I was raised by a my mother, and I didn’t have the joy of knowing my father until I was a teenager.
I remember that first day we meet, I was so happy to finally have a chance to get to know him.
It was also the day I had to experience my first broken bone, ice skating does that when you fall wrong.
And I can remember how much it hurt, and more importantly I remember the look in my Dad’s eyes even today.
He was scared, he didn’t know what to do beyond take me to the hospital.
And I think that’s why he kept his distance from my life even today. Fear of being responsible for me, my brothers or my sisters.

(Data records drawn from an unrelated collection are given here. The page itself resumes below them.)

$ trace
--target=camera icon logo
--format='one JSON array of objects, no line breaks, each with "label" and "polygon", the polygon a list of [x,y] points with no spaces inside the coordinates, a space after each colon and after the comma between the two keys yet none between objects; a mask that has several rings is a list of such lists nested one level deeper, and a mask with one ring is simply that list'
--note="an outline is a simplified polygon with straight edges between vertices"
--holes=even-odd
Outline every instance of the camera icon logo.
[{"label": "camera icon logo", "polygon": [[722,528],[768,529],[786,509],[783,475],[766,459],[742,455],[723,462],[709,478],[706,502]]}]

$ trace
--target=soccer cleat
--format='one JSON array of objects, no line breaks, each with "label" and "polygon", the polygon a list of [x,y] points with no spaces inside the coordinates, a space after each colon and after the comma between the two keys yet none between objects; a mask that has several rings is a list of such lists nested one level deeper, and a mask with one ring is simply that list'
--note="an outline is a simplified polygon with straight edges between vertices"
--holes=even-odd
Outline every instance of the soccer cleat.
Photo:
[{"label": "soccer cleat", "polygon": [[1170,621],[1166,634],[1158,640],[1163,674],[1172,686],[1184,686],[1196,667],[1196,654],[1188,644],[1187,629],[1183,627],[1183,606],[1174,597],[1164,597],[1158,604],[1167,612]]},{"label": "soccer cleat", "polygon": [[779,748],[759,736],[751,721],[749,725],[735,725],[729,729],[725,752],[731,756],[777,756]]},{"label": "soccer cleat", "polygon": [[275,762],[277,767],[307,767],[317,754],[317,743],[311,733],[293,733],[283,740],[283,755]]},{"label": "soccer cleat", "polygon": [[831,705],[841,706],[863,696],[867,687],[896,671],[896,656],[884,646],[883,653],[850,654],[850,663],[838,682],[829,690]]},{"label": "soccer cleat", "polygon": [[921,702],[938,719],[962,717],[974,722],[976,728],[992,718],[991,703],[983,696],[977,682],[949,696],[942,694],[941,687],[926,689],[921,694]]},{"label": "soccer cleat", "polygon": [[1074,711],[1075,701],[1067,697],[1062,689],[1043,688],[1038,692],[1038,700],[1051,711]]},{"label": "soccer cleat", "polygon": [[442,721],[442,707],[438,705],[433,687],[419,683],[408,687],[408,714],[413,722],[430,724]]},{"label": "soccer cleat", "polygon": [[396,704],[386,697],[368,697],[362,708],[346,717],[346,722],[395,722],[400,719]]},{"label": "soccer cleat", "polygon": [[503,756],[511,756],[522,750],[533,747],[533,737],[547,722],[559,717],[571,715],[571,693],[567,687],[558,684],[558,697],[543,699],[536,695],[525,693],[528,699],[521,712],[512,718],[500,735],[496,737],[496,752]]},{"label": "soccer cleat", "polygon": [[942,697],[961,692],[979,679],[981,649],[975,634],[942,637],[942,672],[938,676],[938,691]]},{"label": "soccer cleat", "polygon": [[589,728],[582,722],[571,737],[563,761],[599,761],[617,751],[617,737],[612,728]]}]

Now with two sons of my own I more than understand that fear.
Fear of doing the right thing for them.
Fear of raising them to be good men.
And I see that same look as the boy in the video above on the faces of my sons.
That look of “I don’t want to be like him”.
And I don’t want them to be like me, I want to them to be better men.
That ultimately is my gift to them.
Giving is a Gift
Teaching ourselves and our children the importance of giving is something that was lost on me early on.
It wasn’t until the later days of my career as a Soldier that I even understood or valued its importance.
As a result I think it was a lesson that I failed to teach my kids when they were younger.
But in truth its a lesson that they taught me.
As I watch my youngest son interact with people and show so much genuine concern for his family I can’t help but feel pride.
As I watch my oldest son slowly step away from home and become his own man I feel a sense of accomplishment.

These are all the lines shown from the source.